On several occasions, Lydia 6, who is living with HIV, is seen moving around her neighbourhood with the tin that has her ARV drugs looking for whoever can help her open it. She on several occasions misses taking her daily drugs because she fails to get someone to open the container.
Lydia, who was diagnosed with HIV four years ago, lives with her grandfather, a resident of Paicho Sub-County in Gulu District. Agonyo’s mother abandoned her when she was two years old under the guise of going to Gulu Town to search for casual work to make ends meet.
However, four years down the road, she has not returned, leaving her daughter in the sole care of her ailing grandfather.
Her Grandfather says because Lydia would fall sick so often, he was forced to take her to a hospital where he demanded that a full blood check be carried out. He says unfortunately the results came back positive for HIV and he started her on ARVs immediately.
“At my age coupled with ailing health, I cannot do much to support the child. At times, when I go for funerals and stay there for three or five days, she misses out on the medication, which is very dangerous for her health,” he says.
“There are instances when the drugs are finished and I have no means of transport to reach the health centre. This worries me a lot because I know that this significantly affects her quality of life,” he adds.
Even more problematic is when Lydia’s drugs need to be refilled and her grandfather is unprepared to travel to the health centre because he cannot afford to hire a boda boda at Shs35,000 to reach the health facility which is 32 kilometres away from their home.

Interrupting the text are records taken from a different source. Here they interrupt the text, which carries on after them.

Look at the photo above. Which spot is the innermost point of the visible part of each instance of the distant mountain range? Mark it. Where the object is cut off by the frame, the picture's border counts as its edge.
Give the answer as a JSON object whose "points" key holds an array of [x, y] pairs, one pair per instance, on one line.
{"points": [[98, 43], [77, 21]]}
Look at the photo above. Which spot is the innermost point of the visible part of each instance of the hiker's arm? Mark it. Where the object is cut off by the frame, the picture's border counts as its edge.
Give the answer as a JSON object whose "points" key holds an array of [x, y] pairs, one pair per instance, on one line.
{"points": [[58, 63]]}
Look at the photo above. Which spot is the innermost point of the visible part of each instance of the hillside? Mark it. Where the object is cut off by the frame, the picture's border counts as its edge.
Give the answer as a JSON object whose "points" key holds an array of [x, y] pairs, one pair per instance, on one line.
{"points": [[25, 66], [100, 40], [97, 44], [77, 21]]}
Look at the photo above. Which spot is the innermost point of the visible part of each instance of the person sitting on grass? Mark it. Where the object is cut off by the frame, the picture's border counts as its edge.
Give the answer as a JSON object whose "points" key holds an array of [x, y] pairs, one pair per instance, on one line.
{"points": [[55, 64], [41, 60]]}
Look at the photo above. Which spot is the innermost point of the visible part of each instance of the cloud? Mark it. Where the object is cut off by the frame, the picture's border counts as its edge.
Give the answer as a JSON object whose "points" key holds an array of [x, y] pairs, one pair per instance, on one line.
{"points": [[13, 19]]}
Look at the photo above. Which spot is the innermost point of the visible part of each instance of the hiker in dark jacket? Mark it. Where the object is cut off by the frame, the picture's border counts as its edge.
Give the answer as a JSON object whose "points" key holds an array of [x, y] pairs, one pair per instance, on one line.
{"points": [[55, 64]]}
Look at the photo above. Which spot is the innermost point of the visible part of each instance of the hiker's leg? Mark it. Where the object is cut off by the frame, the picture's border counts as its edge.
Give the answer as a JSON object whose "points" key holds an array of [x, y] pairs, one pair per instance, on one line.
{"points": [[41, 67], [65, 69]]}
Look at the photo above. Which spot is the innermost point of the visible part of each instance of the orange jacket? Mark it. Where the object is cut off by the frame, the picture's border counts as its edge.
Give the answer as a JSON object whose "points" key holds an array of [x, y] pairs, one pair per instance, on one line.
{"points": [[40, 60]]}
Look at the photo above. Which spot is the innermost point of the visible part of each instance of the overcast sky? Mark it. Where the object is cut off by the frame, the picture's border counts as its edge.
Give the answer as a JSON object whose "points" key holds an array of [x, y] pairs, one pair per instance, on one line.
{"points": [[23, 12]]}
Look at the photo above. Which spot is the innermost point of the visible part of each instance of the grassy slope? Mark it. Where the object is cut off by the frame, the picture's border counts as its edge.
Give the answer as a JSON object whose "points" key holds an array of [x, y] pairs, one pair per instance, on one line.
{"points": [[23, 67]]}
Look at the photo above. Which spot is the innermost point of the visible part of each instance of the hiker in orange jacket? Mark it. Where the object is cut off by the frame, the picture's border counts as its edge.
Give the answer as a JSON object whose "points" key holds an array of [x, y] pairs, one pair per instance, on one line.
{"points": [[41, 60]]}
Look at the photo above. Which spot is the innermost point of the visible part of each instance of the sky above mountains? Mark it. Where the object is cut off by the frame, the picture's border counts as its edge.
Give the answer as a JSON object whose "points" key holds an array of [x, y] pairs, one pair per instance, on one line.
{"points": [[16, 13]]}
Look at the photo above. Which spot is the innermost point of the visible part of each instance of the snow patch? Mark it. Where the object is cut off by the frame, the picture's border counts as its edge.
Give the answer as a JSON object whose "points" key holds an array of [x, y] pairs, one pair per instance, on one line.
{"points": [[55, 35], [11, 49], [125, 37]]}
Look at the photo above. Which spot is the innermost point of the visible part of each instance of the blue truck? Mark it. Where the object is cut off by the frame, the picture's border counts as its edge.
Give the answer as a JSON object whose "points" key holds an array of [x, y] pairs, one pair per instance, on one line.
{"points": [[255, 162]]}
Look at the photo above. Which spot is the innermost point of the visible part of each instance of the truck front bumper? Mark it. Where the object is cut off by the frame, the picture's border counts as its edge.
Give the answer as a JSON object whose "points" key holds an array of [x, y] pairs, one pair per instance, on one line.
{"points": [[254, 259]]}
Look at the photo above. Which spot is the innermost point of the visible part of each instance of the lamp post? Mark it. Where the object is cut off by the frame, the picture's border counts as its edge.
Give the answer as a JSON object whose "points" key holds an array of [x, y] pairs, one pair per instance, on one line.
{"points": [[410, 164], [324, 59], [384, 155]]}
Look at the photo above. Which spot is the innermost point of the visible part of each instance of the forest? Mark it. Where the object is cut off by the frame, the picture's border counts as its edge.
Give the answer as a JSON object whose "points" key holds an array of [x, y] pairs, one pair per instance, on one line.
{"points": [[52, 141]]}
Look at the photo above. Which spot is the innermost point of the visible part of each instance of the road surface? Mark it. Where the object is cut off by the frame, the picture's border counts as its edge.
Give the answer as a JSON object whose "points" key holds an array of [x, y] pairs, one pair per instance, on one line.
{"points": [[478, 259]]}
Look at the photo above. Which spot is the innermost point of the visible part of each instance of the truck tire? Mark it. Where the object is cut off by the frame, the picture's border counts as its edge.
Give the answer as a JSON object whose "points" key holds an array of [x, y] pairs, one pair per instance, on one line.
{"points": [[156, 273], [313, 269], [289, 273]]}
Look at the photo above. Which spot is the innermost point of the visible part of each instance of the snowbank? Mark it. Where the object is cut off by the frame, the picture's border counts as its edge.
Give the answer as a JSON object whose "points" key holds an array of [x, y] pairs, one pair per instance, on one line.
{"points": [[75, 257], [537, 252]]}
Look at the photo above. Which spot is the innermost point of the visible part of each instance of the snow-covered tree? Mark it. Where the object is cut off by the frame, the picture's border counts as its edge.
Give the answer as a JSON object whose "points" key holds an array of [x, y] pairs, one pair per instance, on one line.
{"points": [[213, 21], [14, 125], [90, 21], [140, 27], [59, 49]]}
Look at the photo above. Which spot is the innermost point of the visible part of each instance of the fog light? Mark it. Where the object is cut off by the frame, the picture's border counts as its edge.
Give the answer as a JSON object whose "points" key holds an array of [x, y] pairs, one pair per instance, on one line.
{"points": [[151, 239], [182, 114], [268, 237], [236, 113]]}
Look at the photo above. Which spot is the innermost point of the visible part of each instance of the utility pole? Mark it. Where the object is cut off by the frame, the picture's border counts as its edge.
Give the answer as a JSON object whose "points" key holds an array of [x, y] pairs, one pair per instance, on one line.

Whereas no health worker has visited their home to examine Lydia’s condition, in June and July shortage of antiretroviral drugs at the Cwero Health III, almost cost her life when she lived without medication for almost three weeks.
Lydia says she knows that she is supposed to take her medication daily. “When my grandfather is away, I make sure that I get someone who can give me the medicine,” she says adding that on several occasions she has asked her grandfather why she takes this medicine but he gives no explanation.
“Other children are not on medication like me, but I have not been give any answer by my grandfather,” she says adding that many times, her friends have shunned playing with her saying they might contract her disease.
“On several occasions my friends have stopped me from playing with them, calling me all sorts of names. When they do this, I feel like I do not belong to this world and ask myself many questions such as, ‘why me?” Lydia says.
Although she was last year enrolled for Nursery education at Orchard Nursery and Primary School, 300 metres from their home, her grandfather cannot afford the Shs50,000 school fees per term.
Florence Ayaa, a neighbour, says Lydia’s biggest hurdle has been feeding. “Most times, her grandfather cannot afford to buy food even for one meal yet this child has to eat well in order to take her medicine,” Ayaa says.
Should she be told?
Dr Stella Kyoyagala of Mbarara Regional Referral Hospital says there is no particular age at which a child should be told about their HIV status.
“At times it depends on the necessity as to why a child needs to know following several questions as to why she is the only one who takes drugs and demanding to know when she will stop,” she says.
She, however, advises that when telling the child, it should not be a one day matter. “Information should be in bits depending on how the child will respond to the news,” she adds.
According to Francis Obutu, the programme coordinator Health Alert Uganda, a local non-governmental organisation working to support follow up and linkage of children on Antiretroviral Therapy (ART) and expectant mothers on elimination of mother-to-child transmission of HIV, follow up on children on ART has now become a big challenge since their last funding ended in 2015.
“Drugs adherence, counselling and follow up of clients is very important in promoting drug intake for which health workers alone cannot help,” he says.
Follow up of HIV patients who are on ART, especially children, helps in the disclosure preparation of the children and adolescents who were started on drugs without knowing why, Obutu says.
Proper ART education to HIV clients and care takers helps in the reduction of viral load and suppression of the HIV virus, which is the goal of ART initiation.
There is need for bigger NGOs working in the region to provide funding to local organisations who are working directly with the PHAS structures in the community so as to promote meaningful involvement of people living with HIV and Aids.
HIV among children
Drug resistance. According to Ministry of Health, 50 per cent of children living with HIV/Aids, who are started on Nevirapine, a first line treatment, suffer from drug resistance.
HIV prevalence. Uganda has 950,000 children estimated to be HIV-positive, 62,900 of whom are on treatment. Of these, 3,000 are on second line and 48 on third line of treatment. Another estimated 7,000 to 8,000 children who are born with HIV have been exposed to Nevirapine.